Why David Laws has changed his tune on spending cuts

The Lib Dems are desperate to win anti-Tory tactical votes in seats such as Laws's. 

By George Eaton

David Laws has long distinguished himself as one of the most fervent Lib Dem supporters of spending cuts. In 2012, he called for the state to be reduced to 35 per cent of GDP – the figure now projected to result from George Osborne’s post-election plans (and famously identified by the OBR as the lowest level since the 1930s). All areas bar health, education and pensions, Laws argued, should face severe austerity until Leviathan had been tamed. 

But today’s Sunday Times finds the schools minister in rather different voice.
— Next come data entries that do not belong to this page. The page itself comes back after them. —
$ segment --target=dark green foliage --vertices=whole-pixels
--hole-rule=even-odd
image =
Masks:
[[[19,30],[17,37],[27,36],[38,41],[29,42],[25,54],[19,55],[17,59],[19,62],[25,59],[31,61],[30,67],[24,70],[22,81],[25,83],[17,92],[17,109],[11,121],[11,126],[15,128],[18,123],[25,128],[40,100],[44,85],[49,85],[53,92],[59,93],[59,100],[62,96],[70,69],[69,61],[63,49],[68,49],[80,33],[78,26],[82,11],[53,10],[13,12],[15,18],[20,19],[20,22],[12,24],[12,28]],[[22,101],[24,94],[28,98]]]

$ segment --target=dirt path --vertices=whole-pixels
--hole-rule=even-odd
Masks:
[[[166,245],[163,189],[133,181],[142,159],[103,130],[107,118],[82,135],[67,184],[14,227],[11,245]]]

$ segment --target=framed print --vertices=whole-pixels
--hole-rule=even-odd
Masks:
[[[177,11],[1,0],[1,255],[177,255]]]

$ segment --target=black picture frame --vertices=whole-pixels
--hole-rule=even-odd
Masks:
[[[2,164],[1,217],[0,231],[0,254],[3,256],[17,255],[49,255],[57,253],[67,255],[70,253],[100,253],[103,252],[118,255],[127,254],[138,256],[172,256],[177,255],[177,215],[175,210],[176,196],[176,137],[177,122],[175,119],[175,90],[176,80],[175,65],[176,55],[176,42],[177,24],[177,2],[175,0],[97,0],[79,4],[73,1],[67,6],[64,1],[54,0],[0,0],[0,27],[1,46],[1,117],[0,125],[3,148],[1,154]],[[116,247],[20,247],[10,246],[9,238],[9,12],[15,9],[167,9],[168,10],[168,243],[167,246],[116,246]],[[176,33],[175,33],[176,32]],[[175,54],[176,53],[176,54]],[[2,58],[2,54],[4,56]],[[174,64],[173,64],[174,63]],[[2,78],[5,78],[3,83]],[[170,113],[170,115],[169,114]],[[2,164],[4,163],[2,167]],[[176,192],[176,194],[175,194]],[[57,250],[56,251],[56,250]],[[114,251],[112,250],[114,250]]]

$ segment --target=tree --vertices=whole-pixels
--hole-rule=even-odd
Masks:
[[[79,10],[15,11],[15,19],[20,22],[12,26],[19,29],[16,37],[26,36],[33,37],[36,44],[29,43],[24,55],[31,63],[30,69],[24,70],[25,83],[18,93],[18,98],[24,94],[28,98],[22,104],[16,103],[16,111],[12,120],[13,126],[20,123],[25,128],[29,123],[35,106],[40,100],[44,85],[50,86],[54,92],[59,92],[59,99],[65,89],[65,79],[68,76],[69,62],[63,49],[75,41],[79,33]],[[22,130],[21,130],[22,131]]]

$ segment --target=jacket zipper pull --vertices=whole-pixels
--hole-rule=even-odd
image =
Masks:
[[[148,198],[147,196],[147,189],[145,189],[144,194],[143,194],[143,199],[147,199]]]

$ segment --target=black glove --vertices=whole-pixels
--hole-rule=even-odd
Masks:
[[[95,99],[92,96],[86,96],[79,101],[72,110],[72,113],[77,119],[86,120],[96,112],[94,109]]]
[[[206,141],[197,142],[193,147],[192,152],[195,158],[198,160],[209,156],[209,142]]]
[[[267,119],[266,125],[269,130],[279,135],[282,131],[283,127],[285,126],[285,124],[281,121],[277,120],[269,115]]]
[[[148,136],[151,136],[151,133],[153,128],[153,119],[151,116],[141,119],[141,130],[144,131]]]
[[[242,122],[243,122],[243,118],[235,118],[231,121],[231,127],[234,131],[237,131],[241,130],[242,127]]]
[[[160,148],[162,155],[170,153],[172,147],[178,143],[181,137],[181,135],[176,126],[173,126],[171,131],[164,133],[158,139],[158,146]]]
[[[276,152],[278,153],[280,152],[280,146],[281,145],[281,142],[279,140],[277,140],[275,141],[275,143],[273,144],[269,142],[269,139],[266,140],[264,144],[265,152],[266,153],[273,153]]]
Laws, who worked alongside Osborne as Chief Secretary to the Treasury after the 2010 election (until his expenses-related resignation), describes the Chancellor’s plan as “a very extreme and very right-wing suicide note because all those people who care about the education service, about the police, about the armed forces . . . will see that the plans they have put forward are hugely damaging and dangerous.” 

Having declared in 2012 that “We are going to have to see a shrinking of the state share of the economy until it is back into kilter with the amount of tax people are prepared to be pay”, he now argues the precise reverse: “It is easy to talk about balancing the books by cutting spending and not raising people’s taxes and of course that sounds popular. But when you look at what the consequences are for the armed forces, police and education you realise it is a very extreme, right-wing strategy”. 

What explains these ideological somersaults? The answer is simple: the election. Of the Lib Dems’ 56 seats, the Conservatives are in second place in 37 (including Laws’s Yeovil constituency). To hold on to these, the party needs to focus on winning tactical votes from left-leaning Labour and Green supporters (as it has done in the past). By talking up the dangers of a future Tory government, it hopes to persuade progressive voters that the safest option is to vote Lib Dem. 

Whether many will be receptive to this message after five years of coalition austerity is doubtful. Rather than rising, the Lib Dems’ poll ratings have fallen since they embarked on “aggressive differentiation” from their coalition partners. But that Laws has now embraced this approach shows the extent to which the party is convinced that trashing the Tories is its only hope. The irony, of course, as I wrote recently, is that senior Lib Dems (Laws among them) would far rather form a second coalition with the Conservatives than share power with Labour. But don’t expect to hear much about that before 7 May 2015.